Maritime Activity Reports, Inc.

March 11, 2014

File Photo: LCS hulls 4 & 6 alongside the pier at Austal Shipyard..

File Photo: LCS hulls 4 & 6 alongside the pier at Austal Shipyard..

The U.S. Navy has awarded contracts worth nearly $1.4 billion to buy four more Littoral Combat Ships from Lockheed Martin Corp and Australia's Austal Ltd, the U.S. Defense Department said on Monday.

Lockheed won a contract valued at $699 million to build two more of its steel monohull-design ships, while Austal won a contract worth $684 million to build two more of its aluminum trimaran design, the Pentagon said in its daily digest of major weapons contracts.

Lockheed welcomed the contract, which covers the seventh and eighth ships it is building under a 10-ship contract awarded in December 2010, and said it was awaiting news of how the Pentagon planned to proceed with the LCS program.

Lockheed and Australia's Austal each build a different model of the LCS-class ships, which are designed to carry interchangeable equipment packages for mine-hunting, surface warfare or anti-submarine missions.

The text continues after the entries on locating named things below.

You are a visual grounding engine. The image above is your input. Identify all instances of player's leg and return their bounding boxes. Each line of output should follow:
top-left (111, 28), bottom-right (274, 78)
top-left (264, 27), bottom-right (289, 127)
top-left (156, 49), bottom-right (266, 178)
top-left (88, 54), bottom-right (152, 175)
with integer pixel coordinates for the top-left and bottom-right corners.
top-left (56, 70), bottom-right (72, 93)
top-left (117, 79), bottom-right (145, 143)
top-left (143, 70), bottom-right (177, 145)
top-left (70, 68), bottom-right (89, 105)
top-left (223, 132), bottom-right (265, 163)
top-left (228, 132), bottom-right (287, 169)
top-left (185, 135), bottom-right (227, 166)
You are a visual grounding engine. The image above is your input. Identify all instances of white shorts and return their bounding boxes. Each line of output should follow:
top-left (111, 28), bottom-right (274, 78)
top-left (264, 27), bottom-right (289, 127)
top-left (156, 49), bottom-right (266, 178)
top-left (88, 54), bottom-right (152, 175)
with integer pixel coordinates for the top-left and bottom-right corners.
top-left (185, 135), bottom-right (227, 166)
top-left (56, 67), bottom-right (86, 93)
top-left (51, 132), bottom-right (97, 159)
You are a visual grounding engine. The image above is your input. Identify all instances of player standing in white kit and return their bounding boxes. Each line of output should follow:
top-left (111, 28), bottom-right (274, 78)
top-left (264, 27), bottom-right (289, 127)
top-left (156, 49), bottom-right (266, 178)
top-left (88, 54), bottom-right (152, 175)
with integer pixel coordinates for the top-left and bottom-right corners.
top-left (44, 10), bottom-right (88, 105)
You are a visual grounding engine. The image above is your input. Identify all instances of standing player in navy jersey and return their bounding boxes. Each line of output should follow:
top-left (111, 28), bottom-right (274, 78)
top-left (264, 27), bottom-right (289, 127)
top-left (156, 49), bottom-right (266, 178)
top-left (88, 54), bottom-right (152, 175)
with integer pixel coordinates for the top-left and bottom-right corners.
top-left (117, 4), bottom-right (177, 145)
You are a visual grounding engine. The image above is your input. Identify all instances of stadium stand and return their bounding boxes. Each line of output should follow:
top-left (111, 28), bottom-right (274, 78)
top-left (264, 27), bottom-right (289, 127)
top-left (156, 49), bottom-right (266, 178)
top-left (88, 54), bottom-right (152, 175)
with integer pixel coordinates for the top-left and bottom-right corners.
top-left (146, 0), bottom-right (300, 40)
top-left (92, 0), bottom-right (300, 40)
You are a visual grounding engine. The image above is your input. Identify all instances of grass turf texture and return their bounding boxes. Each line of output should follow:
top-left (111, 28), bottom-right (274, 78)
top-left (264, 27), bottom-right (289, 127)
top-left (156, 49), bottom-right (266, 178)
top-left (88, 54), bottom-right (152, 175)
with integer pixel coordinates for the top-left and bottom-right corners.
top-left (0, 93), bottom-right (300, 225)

General Dynamics Corp is a major supplier for the Austal version of the ship.

Defense Secretary Chuck Hagel announced last month that he wants to stop building the current configuration of ships after 32 ships, instead of building all 52 that were planned, and focus instead on ships with more firepower and protection.

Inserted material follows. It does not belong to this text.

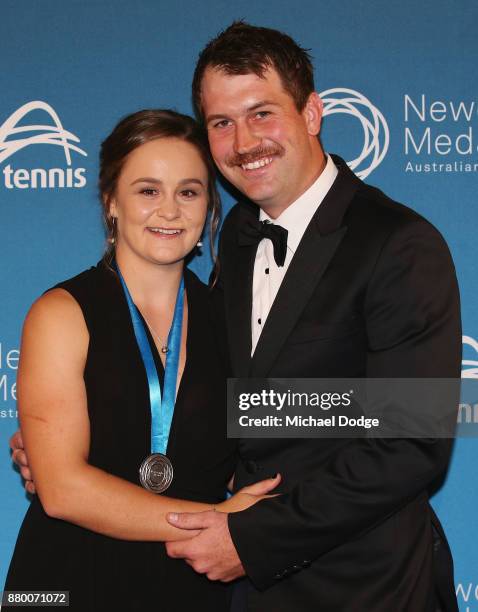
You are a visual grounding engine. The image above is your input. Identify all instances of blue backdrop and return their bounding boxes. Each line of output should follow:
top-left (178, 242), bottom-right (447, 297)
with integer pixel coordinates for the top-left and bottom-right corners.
top-left (0, 0), bottom-right (478, 612)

The Navy is in the middle of executing separate 10-ship block buys with both Lockheed and Austal, which will bring the total number of LCS ships to 24.

Lockheed and Austal are waiting for details on how the Navy plans to procure the next eight ships that bring the total to 32 before shifting gear toward a more survivable ship.

Chief of Naval Operations Admiral Jonathan Greenert told reporters on Monday that he would set up task force to look at the issue in coming days, and hoped to get preliminary recommendations from the group by July, in time to help inform the Navy's fiscal 2016 budget planning process.

He said the task force would look at a variety of options, including modifying the current LCS ships, including possibly installing some mission equipment permanently on the ships, using a foreign design, or starting with a whole new design.

But new design would be costly and take a long time to execute, Greenert said. "It would be quite a challenge," he said, adding the Navy would have to use some "fairly mature" technologies to get the ships built in time.

Joe North, vice president of littoral ship systems at Lockheed, said that his company would be able to offer the best pricing to the Navy if it ordered the next eight ships as part of a block buy, rather than ordering them one year at a time.

North said he remained convinced that the LCS ships were the most cost effective ships in the Navy, and said Lockheed was standing by to learn about what additional capabilities the Navy wanted to add to the class in future years.

He said Lockheed continued to explore possible foreign arms sales of the steel monohull design it is building for the Navy.

The Pentagon said work on the next two Lockheed LCS ships would be completed by August 2018. The next two Austal ships would be completed by June 2018, it said.